Tiny, write-only, always-on-top window

This is a little command-line window that lets me enter commands on a remote server. The font is tiny—6-point Lucida Console—and is barely legible. But that’s OK. I don’t really need to read this window; I just need to be able to type stuff into it. It sits in the lower-right corner of my screen.

Tiny, write-only, always-on-top windows are useful in other contexts as well.

Monday, August 10, 2009

Mozy success story

I pay Mozy $5/month to back up some of my directories. I’ve heard both good things and bad things about this service. On the positive side, it’s garnered lots of good reviews. On the negative side, lots of users complain that backups take forever (which I’ve solved by splitting up my Outlook pst file into smaller, quarterly ones) and that it takes forever to do an online restore (and that sending away for a CD dump of the data is better).

Today I discovered that one of my Excel files went missing. I guess I accidentally deleted it. Anyway, I went into Mozy and restored it. A minute later, it was back.

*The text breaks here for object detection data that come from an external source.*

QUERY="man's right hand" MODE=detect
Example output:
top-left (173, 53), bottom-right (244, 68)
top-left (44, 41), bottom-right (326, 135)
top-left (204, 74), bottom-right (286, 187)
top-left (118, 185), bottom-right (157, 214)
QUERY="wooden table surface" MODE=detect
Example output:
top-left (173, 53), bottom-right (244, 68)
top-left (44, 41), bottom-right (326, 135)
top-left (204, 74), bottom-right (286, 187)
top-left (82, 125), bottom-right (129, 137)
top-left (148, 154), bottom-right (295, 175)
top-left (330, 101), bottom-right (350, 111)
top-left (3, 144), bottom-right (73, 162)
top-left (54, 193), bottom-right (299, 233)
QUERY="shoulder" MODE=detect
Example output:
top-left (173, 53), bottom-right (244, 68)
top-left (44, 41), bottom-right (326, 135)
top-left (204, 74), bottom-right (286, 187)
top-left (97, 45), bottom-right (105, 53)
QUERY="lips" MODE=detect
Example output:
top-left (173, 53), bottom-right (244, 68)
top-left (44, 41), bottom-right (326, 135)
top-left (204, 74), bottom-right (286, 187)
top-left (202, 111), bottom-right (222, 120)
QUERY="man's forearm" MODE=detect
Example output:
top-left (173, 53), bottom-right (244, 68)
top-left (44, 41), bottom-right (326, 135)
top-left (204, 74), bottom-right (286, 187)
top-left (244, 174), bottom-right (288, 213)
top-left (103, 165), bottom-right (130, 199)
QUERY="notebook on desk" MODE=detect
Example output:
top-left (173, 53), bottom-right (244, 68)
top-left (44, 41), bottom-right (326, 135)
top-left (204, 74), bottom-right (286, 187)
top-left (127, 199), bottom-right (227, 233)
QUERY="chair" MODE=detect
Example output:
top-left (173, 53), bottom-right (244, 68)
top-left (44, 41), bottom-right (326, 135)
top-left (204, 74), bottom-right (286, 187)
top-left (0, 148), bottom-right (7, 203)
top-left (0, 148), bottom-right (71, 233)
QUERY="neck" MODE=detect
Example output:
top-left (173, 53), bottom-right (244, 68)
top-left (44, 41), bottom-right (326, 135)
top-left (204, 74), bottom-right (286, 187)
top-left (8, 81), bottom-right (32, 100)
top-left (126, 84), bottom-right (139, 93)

So I’m going to keep on forking over my $5/month.

Saturday, August 08, 2009

Adding up all the numbers in the clipboard

Wouldn’t it be nifty to have a hotkey that will add up all the numbers in the clipboard? You could select a table on a webpage and instantly add up the values. Or if you wanted to add up a bunch of numbers, just type out the numbers, copy them to the clipboard, then hit the hotkey.

Scripting/automation tools make this pretty easy to do. Here’s such a script for AutoHotKey for Windows:

::sum::
Sum := 0
String := Clipboard
FoundPosition := 1
Loop
{
FoundPosition := RegExMatch(String, "[0-9.]+", Match, FoundPosition)
If FoundPosition = 0
{
Break
}
Sum := Sum + Match
FoundPosition := FoundPosition + StrLen(Match)
}
Send %Sum%
return

Typing sum [Tab] will output the sum of any numbers found in the clipboard.